«On veut faire de l'itinérance une priorité nationale de tous les instants. On ne peut plus tolérer l'intolérable, accepter l'inacceptable», a déclaré hier la ministre déléguée aux Services sociaux, Véronique Hivon, en déposant la politique très attendue en matière d'itinérance. Tour d'horizon des mesures, en quatre questions.

Q A-t-on dressé un portrait de l'itinérance?

R Les derniers chiffres de recensement des sans-abri remontent à près de 15 ans. On en avait dénombré autour de 30 000 à Montréal, dont 50% avaient des problèmes de santé mentale. D'ici l'été, Québec veut faire des études de terrain, justement pour circonscrire plus précisément le nombre et le comportement des sans-abri.

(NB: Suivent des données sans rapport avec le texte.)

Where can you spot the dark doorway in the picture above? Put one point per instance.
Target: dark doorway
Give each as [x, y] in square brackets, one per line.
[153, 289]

D'ores et déjà, on sait que 1100 lits étaient disponibles pour les itinérants en hébergement d'urgence dans 34 établissements, qui ont offert un total de 267 000 nuitées. Le taux d'occupation des ressources est stable et tourne autour de 80%.

Q Quelle est la priorité de cette politique?

R Le logement est «la clé» de la lutte à l'itinérance, dit Véronique Hivon. Québec veut notamment élargir l'offre de logement disponible en créant 3250 logements sociaux, dont 500 seront réservées aux personnes en situation d'itinérance. Un taux de 45% de ces logements sociaux sera destiné à Montréal, le lieu où ce problème est le plus criant. Coût de la mesure: 46 millions, dont 20 millions pour Montréal. La formule du logement social «n'est pas une panacée, dit la ministre Hivon, mais c'est certainement une bonne formule». De nombreux groupes sociaux sont d'accord avec la ministre. «Il y a de très belles histoires de succès d'ex-itinérants qui ont réussi à demeurer dans des logements sociaux. Ce n'est pas vrai que ça ne fonctionne pas», dit Marjolaine Despars, du Réseau d'aide aux personnes seules et itinérantes (RAPSIM).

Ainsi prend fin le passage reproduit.